Przez pierwsze cztery lata wszędzie panował zupełny chaos. Potem sytuacja zaczęła się powoli normować, a świat przyzwyczajał do magii. Chociaż wielu zwykłych ludzi bało się ich i nienawidziło, Naznaczeni, jak nazwano tych co ulegli przemianie, zostali w pewnym stopniu zaakceptowani przez społeczeństwo, chociaż muszą znosić uciążliwe kontrolowanie przez Zwyczajnych. Rozwinęły się kulty czczące magię, a nawet uznające 7 smoków za nowych bogów. Nie da się ukryć, że firma Ryana Gordona przodowała w badaniach nad magią i przyczyniła się do przywrócenia porządku, zgarniając przy tym miliardy oraz zyskując wielkie wpływy.
*
Ależ się rozgadałam. Teraz jednak przejdę do najważniejszej kwestii. Co to wszystko ma wspólnego ze mną?
Otóż sama stałam się jedną z pierwszych Naznaczonych. Wrota Uhr uczyniły mnie zmiennokształtną, kotołakiem. Zanim zostało to przez kogokolwiek odkryte, nade mną oraz moim młodszym o cztery lata bratem Alexandrem, który miał szczęście nie być wówczas na wykopaliskach, opiekę przejęła ciotka, Margaret Coulbert, siostra ojca.
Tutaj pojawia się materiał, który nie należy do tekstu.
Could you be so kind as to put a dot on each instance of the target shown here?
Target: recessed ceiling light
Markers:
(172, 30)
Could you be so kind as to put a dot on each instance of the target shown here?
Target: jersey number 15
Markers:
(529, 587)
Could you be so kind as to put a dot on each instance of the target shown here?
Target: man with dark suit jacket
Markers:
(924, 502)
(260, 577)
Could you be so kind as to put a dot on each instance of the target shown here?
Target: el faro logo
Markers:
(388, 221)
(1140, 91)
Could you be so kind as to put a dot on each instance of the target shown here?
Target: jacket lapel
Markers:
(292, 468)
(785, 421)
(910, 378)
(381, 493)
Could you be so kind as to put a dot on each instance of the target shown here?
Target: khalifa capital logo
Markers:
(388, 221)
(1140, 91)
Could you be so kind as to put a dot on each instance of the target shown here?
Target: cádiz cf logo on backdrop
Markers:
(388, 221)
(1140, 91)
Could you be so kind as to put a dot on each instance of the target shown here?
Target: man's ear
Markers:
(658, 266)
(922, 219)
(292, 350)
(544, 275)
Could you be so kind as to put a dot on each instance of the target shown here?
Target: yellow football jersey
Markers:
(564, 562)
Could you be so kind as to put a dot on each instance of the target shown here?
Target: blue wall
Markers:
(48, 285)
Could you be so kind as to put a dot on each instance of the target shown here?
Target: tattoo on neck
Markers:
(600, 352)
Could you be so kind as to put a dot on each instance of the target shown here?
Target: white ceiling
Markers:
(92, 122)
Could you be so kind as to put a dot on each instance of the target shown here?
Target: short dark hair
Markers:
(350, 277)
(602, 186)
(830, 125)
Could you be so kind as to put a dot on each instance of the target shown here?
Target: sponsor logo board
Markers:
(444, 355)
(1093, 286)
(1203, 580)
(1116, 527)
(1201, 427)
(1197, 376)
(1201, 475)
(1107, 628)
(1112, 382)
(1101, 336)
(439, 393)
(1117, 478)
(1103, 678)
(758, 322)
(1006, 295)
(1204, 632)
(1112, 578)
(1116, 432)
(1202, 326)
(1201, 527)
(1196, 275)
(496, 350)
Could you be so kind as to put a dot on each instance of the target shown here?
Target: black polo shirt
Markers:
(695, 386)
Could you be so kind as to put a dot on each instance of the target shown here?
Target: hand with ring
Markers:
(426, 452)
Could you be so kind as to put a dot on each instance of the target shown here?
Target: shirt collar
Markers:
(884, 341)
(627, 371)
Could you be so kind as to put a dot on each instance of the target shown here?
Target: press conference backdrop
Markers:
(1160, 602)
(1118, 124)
Ta stateczna kobieta zadziwiająco spokojnie przyjęła Uwolnienie Magii, jak nazwano to wydarzenie i nie bała się nas, swoich podopiecznych, z których jedno mogło zmienić się w niebezpieczną, szalejącą bestią, a drugie stracić kontrolę nad swoją magią, Alex bowiem również stał się Naznaczonym.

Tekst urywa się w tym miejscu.